Aside from the gross ignorance of intellectual history, as to who knew what,
and when did they know it, the likes of which can only come from never having
bothered to read anything but the accounts of those who thought that our human
brain-pans did not retain the full-fledged volume of reason until the late great
Twentieth Century Limited steamed onto the scene of all negligible prior evolution,
well, and the spectacle of a Journal whose peers are so busy peering into the lint
of their navels that they do not even notice the greater half of the human race,
much less read what they deem fit to print -- but I must learn to speak more
plainly someday -- yet I am determined to stick to my logical guns today.

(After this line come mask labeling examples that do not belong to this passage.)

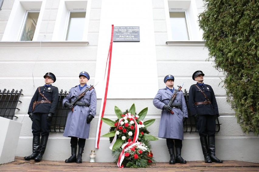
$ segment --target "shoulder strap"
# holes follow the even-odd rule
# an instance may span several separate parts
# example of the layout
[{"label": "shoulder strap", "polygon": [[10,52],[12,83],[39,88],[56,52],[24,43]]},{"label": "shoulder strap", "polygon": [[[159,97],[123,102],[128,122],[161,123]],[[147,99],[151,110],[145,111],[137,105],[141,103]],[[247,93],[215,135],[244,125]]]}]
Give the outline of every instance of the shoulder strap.
[{"label": "shoulder strap", "polygon": [[208,97],[207,97],[207,96],[206,96],[206,95],[205,94],[205,93],[204,93],[204,92],[203,92],[203,91],[202,91],[202,90],[201,90],[200,88],[199,88],[199,87],[198,87],[198,85],[197,85],[197,84],[195,84],[195,86],[196,86],[196,87],[197,87],[197,88],[198,88],[198,89],[199,89],[199,90],[200,90],[200,91],[201,91],[201,92],[202,92],[202,94],[203,94],[203,95],[204,95],[204,96],[205,96],[205,98],[206,98],[207,99],[207,100],[208,100],[208,101],[210,101],[209,100],[209,98],[208,98]]},{"label": "shoulder strap", "polygon": [[42,94],[41,94],[41,92],[40,92],[40,87],[38,87],[38,91],[39,91],[39,94],[40,94],[40,95],[41,96],[41,97],[43,97],[43,98],[45,98],[45,100],[48,100],[48,99],[47,99],[47,98],[46,98],[46,97],[45,97],[45,96],[43,96],[43,95]]}]

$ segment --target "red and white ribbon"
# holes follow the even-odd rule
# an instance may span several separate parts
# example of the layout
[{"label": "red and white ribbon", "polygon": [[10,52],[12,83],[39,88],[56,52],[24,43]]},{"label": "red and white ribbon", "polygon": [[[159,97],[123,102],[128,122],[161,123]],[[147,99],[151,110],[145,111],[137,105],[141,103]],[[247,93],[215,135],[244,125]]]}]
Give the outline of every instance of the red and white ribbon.
[{"label": "red and white ribbon", "polygon": [[[101,135],[101,129],[102,121],[101,118],[103,117],[104,114],[104,110],[106,105],[106,100],[107,98],[107,93],[108,92],[108,87],[109,86],[109,80],[110,78],[110,71],[111,69],[111,63],[112,61],[112,40],[113,38],[113,25],[112,25],[112,35],[111,38],[111,41],[110,43],[110,47],[108,53],[108,57],[106,62],[106,67],[105,69],[105,73],[104,74],[105,82],[106,81],[105,91],[103,97],[102,99],[101,110],[99,115],[99,120],[98,122],[97,130],[96,131],[96,137],[95,139],[95,147],[99,148],[99,143],[100,142],[100,137]],[[107,64],[108,68],[107,68]],[[106,78],[106,81],[105,78]]]},{"label": "red and white ribbon", "polygon": [[[134,117],[133,117],[133,115],[130,114],[130,113],[127,113],[125,115],[125,117],[127,117],[127,119],[132,118],[133,119],[133,121],[134,121],[134,124],[135,124],[135,132],[134,134],[134,137],[133,137],[133,140],[132,141],[133,143],[135,143],[138,140],[138,138],[139,137],[139,126],[138,125],[138,123],[137,123],[137,121],[136,121],[135,118],[134,118]],[[124,118],[122,118],[119,119],[119,120],[118,125],[117,126],[117,127],[116,128],[116,131],[117,131],[117,130],[118,130],[118,128],[119,128],[119,124],[120,124],[120,122],[122,121],[122,120],[123,119],[124,119]],[[116,141],[117,139],[117,134],[116,134],[116,131],[115,135],[114,136],[114,138],[113,138],[113,140],[112,140],[112,141],[111,143],[111,144],[110,145],[110,147],[109,147],[110,150],[112,150],[112,147],[113,147],[113,145],[114,144],[114,143],[115,143],[115,142]]]},{"label": "red and white ribbon", "polygon": [[124,158],[125,157],[124,153],[125,152],[126,152],[128,150],[132,148],[135,145],[140,145],[142,144],[141,142],[134,142],[131,141],[127,143],[127,144],[122,147],[122,151],[119,156],[118,162],[117,163],[117,165],[118,167],[120,168],[123,168],[123,164],[122,165],[121,164],[124,159]]}]

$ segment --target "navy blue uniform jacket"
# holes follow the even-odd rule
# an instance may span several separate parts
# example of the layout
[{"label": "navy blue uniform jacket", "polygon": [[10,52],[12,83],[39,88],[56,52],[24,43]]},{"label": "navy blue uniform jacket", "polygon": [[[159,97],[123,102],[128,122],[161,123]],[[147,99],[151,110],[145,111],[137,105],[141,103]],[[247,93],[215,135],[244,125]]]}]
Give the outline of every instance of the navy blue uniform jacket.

So let me limit myself to this excerpt from yesterday's voluminosity,
which I vaunt to believe may serve to settle the matter conclusively:

Jon Awbrey wrote:
>
> These examples, which were intended merely as explorations
> of certain dimensions of variation in the neighborhood of
> a trivial "change of variables" formula, analogous to the
> lambda calculus "alpha rule", I think, never had much to
> do with the analysis of any relation, since they do not
> bear on the structure of any sets, per se, but only on
> the structures of single tuples.
> 
> Once again, the initial example said only this:
> 
> |   L(x) iff L(y) for some y = x.
> 
> Equivalently, here are two other ways to say it:
> 
> |   L(x) iff there exists y such that L(y) and y = x.
> |
> |   x in L iff there exists y in L such that y = x.
> 
> Since x and y are k-tuples, we bring in
> the definition of equality for k-tuples:
> 
> |   x = y
> |
> |   iff
> |
> |   Proj<j>(x) = Proj<j>(y) for j = 1 to k.
> 
> Just to be tricky, hopefully without a self-deception --
> but that all depends on what it is we wish to believe --
> we exploit a standardized abuse of notation and write:
> 
> |   L(x<1>, ..., x<k>)
> |
> |   iff
> |
> |   There exists y such that L(y) and Proj<j>(y) = x<j> for j = 1 to k.
> 
> If you really want to try and pull a fast one,
> you can change the second L to a L', and thus:
> 
> |   L(x<1>, ..., x<k>)
> |
> |   iff
> |
> |   There exists y such that L'(y) and Proj<j>(y) = x<j> for j = 1 to k.
> 
> Voila!  Instant profundamento!
> 
> | Had Peirce or Whitehead lived a little longer maybe they would have
> | become aware of the fact that any n-ary relation can be defined in
> | terms of binary relations, with the aid of the existential quantifier.
> | The translation, as I know you know, John, is this:
> |
> | R(t1, ..., tn)
> |
> | --->
> |
> | (exists e)(R(e) & first(e, t1) & second(e, t2) & ... & nth(e, tn))
> |
> | http://suo.ieee.org/email/msg04007.html
> 
> Now, one more time, we are not even up to the levels of "analyzing" --
> in other words "saying anything significant about the structure of" --
> a relation, because a relation is a set of tuples, and we are just
> talking about isolated tuples here.  The fact that KIF seems to be
> a partner in this prestidigitation, to the extent that it does not
> help to expose the sleight-of-hand for what it is, is a thing that
> is probably unfair to blame on a language, in lieu of its speakers,
> but I guess that would take me hearing of another sort of speakers.
>
> I hope I have put this plain enough.
> If not, I promise to keep on trying.
>
> http://suo.ieee.org/email/msg04900.html

Okay, enough -- I hope -- and I hope, too, that we can all now begin
to crawl forward just a bit, on the off chance that getting anything
at all clear about the nature of relations might just turn out to be
of utility in the modules that we use to model that grander universe.